After registering for the 2-day certification workshop in LA, I booked my flight and hotel. I loved to travel by myself and found much joy in jumping on an airplane to explore and adventure in a new location.
|Trainer Kristy Jo: 2010|
The feeling persisted and I canceled the flight. Though I wasn't able to get a refund on the flight, I did for the course. The day I should have been flying to LA, I was on alert to hear of an airplane crash, mass murder, or something else ultra traumatic. Surely, this would be why I had this feeling that I should not go.
Nothing happened. The world continued spinning and all who attended the Zumba certification course probably had a great time and are now master teachers. I never went on to become certified.
This whole situation has puzzled me for the past 5 years. I think of it occasionally whenever I hear a Sunday School lesson on promptings, or a friend tell me about the day being saved when they followed their gut (what I believe to be the Holy Ghost).
This morning I was reading in the 2nd book of Nephi in the Book of Mormon for my personal spiritual study of the day. I got only 5 verses into the first chapter when I stopped.
Read it again, I thought. So I did.
I went back and read Verses 1-5 a third time.
And finally, a little light bulb of clarity and popped on in my mind, as the Holy Ghost often speaks to me. As an aside, members of The Church of Jesus Christ of Latter-Day Saints often describe their feelings of the Holy Ghost as a still, small voice. I'll tell you I have "heard" that voice only once in my life, and I describe it in the opening chapters of my book, The Power Foods Lifestyle. That voice is what has led to my online nutrition and fitness coaching business. Crazy, huh?
But most of the time, I simply have little thoughts/feelings of direction. That is how most members of the Church experience promptings. Big, loud booming voices from heaven ARE real, but not so frequent for the majority of us ;)
So, back to my little moment of clarity. (Wait for it, I need to explain the context of these verses first):
So there Lehi is. He's the man of the hour, the wise father and prophet who was warned in a dream that he should take his family and leave Jerusalem back about 580 BC (give or take). So he did, and his family sure went through the ringer.
His wife, at one point, thought that her sons had all died as they were sent back to Jerusalem to get the records from the King (the King was not such a cool dude--he ended up getting his head chopped off).
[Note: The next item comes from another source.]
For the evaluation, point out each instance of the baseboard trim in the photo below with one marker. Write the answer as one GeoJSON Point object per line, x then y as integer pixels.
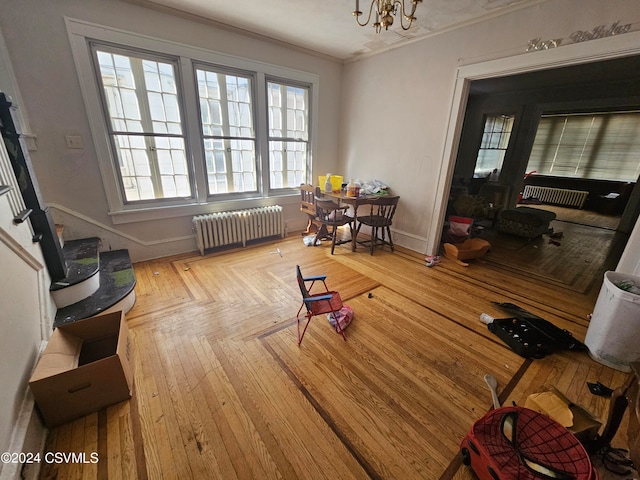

Lehi's oldest sons were some really emotional pessimists who had a hard time having faith and trusting in a higher plan. They wanted life to be easy and often complained. But then there was Nephi, the stalwart, brazen warrior (I have always pictured him with the Rock's body, ha ha!). He had great faith, followed his father's direction, and was a man who constantly tried to be better.
So back to Lehi. He is sitting there talking to his family and teaching them, reminding them of all the amazing blessings God has done for them. He talked about how God had spared their lives many times as they traveled through the wilderness and as they crossed the great waters and made a new home in foreign lands (what we believe to be South America).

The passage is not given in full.